Each of these UAVs could be equipped with different -but complementary- sensors. For instance, in forest fire detection, one low-payload UAV is equipped with a simple sensor to perform a first detection of potential alarms. These alarms are used to command other UAVs equipped with specific fire confirmation sensors that are specifically sent to the location of the potential alarm. The data gathered by all the UAVs is combined using data fusion techniques for automatically confirming or discarding the alarm. Some research projects such as COMETS have been devoted to exploiting these types of multi-UAV synergies. Furthermore, the results from UAV perception could also be combined with results of the processing performed with static cameras. For instance, when the network of static cameras detects a potential alarm, an UAV is launched for alarm confirmation.
In fire monitoring UAVs equipped with visual and infrared cameras can execute automatic image processing and interpretation methods in order to compute in real-time the fire-front location, geometry and speed. In this case the advantages of the sensor and actuator network approach are even more evident. Each UAV of the fleet is assigned to a certain zone of the fire and can perform detailed monitoring of the fire zone, resulting in higher spatial resolutions and higher fire measurements frequencies, which directly impact on improving safety and efficiency of fire-fighting.

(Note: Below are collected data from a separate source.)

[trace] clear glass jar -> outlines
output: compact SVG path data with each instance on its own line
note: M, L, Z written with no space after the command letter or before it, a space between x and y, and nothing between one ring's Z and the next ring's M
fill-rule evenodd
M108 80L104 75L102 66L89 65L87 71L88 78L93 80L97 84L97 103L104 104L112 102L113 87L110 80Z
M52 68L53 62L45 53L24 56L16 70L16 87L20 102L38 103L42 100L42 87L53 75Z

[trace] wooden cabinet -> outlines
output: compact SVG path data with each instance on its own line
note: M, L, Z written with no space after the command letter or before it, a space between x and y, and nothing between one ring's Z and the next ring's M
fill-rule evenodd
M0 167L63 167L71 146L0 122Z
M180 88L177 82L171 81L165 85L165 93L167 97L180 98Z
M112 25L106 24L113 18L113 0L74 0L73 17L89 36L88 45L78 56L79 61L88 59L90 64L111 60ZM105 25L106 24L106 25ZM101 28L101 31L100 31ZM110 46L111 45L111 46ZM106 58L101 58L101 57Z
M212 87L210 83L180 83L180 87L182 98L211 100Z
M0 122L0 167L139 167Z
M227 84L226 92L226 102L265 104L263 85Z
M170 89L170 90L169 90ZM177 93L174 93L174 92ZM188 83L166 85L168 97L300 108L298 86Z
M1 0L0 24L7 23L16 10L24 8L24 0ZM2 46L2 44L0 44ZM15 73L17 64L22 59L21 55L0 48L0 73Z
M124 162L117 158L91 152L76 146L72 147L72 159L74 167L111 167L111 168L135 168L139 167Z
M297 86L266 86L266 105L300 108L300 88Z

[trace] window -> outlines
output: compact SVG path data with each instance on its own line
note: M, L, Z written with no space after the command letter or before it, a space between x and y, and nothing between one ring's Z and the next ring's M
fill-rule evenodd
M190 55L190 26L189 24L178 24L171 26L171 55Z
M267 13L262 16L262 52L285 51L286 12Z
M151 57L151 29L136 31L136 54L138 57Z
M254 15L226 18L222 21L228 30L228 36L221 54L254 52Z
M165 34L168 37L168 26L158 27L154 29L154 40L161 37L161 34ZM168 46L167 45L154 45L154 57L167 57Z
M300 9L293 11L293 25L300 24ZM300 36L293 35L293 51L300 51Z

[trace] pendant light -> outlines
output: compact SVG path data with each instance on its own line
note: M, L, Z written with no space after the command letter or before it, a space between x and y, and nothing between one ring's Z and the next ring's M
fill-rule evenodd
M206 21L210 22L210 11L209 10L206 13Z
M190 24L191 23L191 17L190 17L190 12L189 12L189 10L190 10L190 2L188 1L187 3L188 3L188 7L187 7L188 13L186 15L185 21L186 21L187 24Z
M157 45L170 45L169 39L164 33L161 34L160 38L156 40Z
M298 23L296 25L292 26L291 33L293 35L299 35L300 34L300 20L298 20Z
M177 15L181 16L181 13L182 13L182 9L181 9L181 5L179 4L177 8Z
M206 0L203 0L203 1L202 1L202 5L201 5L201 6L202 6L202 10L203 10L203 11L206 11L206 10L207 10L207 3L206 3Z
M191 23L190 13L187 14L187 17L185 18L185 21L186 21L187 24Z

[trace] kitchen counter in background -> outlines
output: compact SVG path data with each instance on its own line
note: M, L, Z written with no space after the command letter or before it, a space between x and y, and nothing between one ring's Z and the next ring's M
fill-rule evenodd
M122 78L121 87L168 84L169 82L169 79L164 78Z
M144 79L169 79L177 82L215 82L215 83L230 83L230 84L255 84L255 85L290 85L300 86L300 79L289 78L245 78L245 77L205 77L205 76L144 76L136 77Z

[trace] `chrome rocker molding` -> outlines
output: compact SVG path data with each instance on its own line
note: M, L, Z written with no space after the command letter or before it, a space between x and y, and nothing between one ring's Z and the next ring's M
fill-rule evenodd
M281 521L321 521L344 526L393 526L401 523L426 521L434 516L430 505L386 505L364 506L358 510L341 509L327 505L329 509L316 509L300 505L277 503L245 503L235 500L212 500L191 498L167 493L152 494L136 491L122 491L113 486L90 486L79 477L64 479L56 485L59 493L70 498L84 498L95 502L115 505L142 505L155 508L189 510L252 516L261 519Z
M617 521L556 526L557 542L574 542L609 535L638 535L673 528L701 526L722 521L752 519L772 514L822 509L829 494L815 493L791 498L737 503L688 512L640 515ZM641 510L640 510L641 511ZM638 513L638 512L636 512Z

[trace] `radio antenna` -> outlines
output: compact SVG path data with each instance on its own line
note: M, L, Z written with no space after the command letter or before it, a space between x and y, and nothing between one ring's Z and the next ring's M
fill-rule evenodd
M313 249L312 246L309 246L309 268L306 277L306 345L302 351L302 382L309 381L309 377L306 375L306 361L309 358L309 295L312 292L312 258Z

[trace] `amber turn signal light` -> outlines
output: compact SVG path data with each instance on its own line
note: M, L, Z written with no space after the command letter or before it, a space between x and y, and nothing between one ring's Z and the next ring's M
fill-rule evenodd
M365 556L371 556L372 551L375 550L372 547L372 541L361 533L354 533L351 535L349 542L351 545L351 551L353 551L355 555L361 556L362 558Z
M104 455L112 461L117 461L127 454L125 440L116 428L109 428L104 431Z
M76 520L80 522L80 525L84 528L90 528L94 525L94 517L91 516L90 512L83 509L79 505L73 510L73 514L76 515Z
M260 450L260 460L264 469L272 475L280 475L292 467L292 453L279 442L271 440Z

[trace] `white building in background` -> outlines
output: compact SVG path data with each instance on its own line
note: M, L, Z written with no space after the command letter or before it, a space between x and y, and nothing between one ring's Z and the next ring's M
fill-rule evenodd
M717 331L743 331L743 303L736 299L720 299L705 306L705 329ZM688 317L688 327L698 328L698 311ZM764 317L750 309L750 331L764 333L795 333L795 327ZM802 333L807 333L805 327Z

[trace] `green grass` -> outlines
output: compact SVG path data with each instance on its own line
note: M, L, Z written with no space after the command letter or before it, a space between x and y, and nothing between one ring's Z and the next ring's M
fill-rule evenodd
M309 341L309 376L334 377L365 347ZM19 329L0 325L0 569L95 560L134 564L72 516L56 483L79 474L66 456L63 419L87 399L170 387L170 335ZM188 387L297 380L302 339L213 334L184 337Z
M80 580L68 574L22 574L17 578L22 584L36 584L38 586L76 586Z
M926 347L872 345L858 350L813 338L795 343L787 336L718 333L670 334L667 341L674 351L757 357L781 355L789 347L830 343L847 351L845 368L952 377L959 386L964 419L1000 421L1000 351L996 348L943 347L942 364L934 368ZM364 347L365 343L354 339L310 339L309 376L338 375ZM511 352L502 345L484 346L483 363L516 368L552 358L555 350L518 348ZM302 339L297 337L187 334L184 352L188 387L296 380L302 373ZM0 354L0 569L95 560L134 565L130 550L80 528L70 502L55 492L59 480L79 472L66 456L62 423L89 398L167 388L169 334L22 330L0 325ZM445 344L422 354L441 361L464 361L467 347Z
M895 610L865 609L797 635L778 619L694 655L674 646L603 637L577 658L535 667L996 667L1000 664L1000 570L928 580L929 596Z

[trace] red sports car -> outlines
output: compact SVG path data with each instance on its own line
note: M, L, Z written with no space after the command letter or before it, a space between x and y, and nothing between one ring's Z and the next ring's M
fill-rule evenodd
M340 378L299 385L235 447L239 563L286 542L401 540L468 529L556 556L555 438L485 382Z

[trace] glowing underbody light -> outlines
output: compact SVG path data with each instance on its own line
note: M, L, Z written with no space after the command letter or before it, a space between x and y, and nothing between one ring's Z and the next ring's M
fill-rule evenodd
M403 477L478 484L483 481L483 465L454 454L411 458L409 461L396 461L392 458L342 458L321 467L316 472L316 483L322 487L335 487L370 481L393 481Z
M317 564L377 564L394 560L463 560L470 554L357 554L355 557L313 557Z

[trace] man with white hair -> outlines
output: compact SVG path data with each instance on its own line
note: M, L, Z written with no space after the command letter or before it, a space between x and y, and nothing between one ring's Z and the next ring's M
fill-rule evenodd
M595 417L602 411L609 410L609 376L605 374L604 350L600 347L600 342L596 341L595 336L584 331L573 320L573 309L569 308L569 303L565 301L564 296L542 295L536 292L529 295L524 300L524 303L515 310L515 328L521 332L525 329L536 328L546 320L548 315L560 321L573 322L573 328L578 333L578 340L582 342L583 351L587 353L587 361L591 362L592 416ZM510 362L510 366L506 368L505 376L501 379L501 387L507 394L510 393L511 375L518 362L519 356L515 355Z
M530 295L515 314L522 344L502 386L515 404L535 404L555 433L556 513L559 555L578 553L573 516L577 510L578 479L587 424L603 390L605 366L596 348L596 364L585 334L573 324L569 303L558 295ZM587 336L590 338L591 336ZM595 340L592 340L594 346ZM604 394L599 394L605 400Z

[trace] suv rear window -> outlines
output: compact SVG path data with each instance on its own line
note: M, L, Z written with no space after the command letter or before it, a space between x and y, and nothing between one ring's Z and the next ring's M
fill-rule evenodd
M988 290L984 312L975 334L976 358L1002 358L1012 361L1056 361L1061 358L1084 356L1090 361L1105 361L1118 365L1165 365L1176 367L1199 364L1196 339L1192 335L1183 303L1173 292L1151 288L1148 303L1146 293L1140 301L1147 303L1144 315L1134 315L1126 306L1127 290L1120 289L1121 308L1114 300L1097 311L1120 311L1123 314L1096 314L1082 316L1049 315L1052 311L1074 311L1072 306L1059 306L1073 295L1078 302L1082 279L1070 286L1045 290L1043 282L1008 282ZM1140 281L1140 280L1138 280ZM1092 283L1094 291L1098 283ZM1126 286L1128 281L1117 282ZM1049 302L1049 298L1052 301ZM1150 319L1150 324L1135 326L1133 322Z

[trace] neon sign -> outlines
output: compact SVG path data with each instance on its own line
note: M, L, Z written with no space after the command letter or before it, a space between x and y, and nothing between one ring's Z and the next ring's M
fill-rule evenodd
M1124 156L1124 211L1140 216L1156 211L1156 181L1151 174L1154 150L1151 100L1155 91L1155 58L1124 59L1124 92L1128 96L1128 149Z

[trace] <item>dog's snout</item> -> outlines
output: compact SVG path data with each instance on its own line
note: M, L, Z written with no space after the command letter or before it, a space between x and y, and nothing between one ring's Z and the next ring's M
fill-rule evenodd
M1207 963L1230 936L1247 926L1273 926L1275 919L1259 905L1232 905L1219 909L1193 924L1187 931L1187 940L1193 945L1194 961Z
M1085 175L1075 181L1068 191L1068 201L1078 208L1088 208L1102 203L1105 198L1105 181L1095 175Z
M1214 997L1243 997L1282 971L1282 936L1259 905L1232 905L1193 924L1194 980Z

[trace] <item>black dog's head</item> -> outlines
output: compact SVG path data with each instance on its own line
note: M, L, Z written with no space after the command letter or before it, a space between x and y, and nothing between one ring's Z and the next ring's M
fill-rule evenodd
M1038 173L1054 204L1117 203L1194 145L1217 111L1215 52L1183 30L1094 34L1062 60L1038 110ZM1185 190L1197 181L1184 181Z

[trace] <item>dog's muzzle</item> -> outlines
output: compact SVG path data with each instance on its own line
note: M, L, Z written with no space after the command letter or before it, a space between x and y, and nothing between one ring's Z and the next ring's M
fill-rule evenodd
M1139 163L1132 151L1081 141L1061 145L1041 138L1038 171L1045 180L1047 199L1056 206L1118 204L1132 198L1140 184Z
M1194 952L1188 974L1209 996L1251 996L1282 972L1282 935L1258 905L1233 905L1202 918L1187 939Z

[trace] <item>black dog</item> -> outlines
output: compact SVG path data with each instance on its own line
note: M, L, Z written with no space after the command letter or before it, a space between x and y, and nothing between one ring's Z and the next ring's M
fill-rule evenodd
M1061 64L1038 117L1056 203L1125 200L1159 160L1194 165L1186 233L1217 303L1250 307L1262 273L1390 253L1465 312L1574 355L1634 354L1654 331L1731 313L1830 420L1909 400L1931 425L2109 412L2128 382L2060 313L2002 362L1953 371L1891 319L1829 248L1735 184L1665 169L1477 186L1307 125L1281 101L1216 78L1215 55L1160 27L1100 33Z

Technology by itself is useless without a clear advantage that justifies its use. I am convinced that similarly as sensor and actuator networks are already revolutionizing other applications and sectors, the above examples are just the tip of the iceberg of how a technology with countless potential uses can be applied in forest-fire perception. It is not science fiction; many of these technologies are mature and have demonstrated their feasibility in close-to-operational conditions. Many of the techniques and technologies have been developed in the robotics, multi-robot, sensors and data fusion domains in the last years and are already available. Others, on the other hand, are still to be analyzed, explored, implemented, experimented and validated. It is a responsibility for us to keep researching and to offer the society the best scientific and technological tools to preserve our environment and our forests.